Add garlic and peppercorns to now-empty mortar, and pound to a coarse paste, about 1 minute. Stir in ground sesame seeds, water, soy sauce, gochugaru, and fish sauce. Once mixture is well-combined, stir in scallions and sesame oil. Yangnyeom can be used right away, or refrigerated in an airtight container for up to 1 week; bring to room temperature before serving. If you do not own a mortar and pestle you can make the yangnyeom by coarsely grinding sesame seeds in a spice grinder, mincing the garlic with a knife, grinding the pepper with a pepper mill, and stirring all ingredients together in a bowl.

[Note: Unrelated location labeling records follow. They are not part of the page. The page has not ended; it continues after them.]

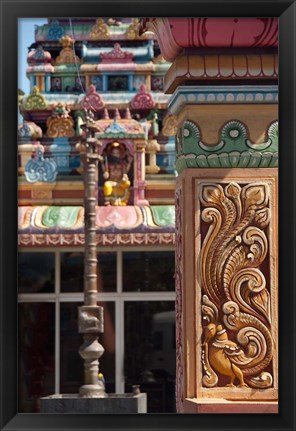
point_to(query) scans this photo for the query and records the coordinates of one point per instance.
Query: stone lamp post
(90, 315)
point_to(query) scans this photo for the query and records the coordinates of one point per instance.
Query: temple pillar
(223, 82)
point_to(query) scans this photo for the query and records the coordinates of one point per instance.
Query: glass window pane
(150, 352)
(36, 272)
(35, 354)
(72, 269)
(148, 271)
(72, 375)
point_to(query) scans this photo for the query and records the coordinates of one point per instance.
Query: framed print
(151, 139)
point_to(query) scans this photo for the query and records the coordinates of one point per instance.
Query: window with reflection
(148, 271)
(36, 364)
(72, 269)
(72, 365)
(36, 272)
(150, 352)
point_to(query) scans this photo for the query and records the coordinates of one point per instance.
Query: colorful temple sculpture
(103, 68)
(224, 99)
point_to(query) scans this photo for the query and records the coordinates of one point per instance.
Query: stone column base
(193, 405)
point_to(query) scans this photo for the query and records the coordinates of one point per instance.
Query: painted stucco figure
(116, 165)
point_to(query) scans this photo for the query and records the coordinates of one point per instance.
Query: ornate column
(224, 85)
(139, 172)
(90, 315)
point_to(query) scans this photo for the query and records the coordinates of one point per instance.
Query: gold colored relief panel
(236, 291)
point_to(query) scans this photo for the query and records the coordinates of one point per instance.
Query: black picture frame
(10, 11)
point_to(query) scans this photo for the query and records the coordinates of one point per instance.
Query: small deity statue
(116, 165)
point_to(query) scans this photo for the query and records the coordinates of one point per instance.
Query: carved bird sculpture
(224, 355)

For the Jeon: In a shallow dish or bowl, whisk together 4 eggs and mayonnaise until homogenous; set aside. Place flour in a separate shallow dish, and set aside. In a medium bowl, combine sweet potato, sausage, 1 egg, scallions, and sage. Using clean hands, massage ingredients together until well-combined and mixture becomes slightly tacky and sticky, about 1 minute. Form mixture into 12 patties that are roughly 2 inches in diameter and 1/2-inch-thick (each patty should weigh about 1 1/2 ounces; 45g each).

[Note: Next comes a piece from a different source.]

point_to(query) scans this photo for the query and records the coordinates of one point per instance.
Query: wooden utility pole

Set a wire rack in a rimmed baking sheet, and line with a double layer of paper towels. In a large cast iron skillet, heat 1/8 inch oil over medium-high heat to 375°F (190°C). Working one at a time, dredge patties in flour, shake off excess flour, and transfer to a large plate or rimmed baking sheet. Coat 6 patties in egg mixture, allow excess to drip off, and carefully add to skillet. Cook until golden brown on bottom, 2 to 3 minutes. Flip patties and cook until golden brown on second side and sausage is cooked through, 2 to 3 minutes longer. Using a slotted spatula, transfer to prepared baking sheet to drain. Repeat coating and cooking process with remaining 6 patties, adding oil as needed to maintain 1/8-inch depth and returning oil 375°F (190°C) before adding patties to skillet.

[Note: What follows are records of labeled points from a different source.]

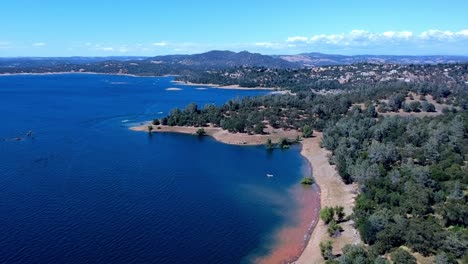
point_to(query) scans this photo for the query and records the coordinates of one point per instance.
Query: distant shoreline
(228, 87)
(332, 190)
(211, 85)
(94, 73)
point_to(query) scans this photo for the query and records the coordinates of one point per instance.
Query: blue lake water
(86, 189)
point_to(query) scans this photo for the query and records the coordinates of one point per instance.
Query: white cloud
(4, 45)
(266, 44)
(360, 37)
(398, 34)
(160, 44)
(297, 39)
(39, 44)
(106, 48)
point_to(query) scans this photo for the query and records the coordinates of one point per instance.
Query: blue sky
(145, 27)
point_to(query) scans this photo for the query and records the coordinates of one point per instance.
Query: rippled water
(85, 189)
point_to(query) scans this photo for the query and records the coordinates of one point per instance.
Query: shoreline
(227, 87)
(331, 189)
(78, 72)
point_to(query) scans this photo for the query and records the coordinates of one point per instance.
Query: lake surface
(86, 189)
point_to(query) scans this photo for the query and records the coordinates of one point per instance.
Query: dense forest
(343, 77)
(306, 107)
(413, 179)
(412, 171)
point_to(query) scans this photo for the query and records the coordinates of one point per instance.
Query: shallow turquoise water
(86, 189)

If serving right away, divide jeon between individual serving plates and serve, passing yangnyeom at the table. If making jeon in advance, discard paper towels from draining cooked jeon, cover baking sheet loosely with plastic, and refrigerate for up to 2 days. Reheat jeon on same baking sheet, uncovered, in a 350°F (177°C) oven until heated through, 5 to 10 minutes.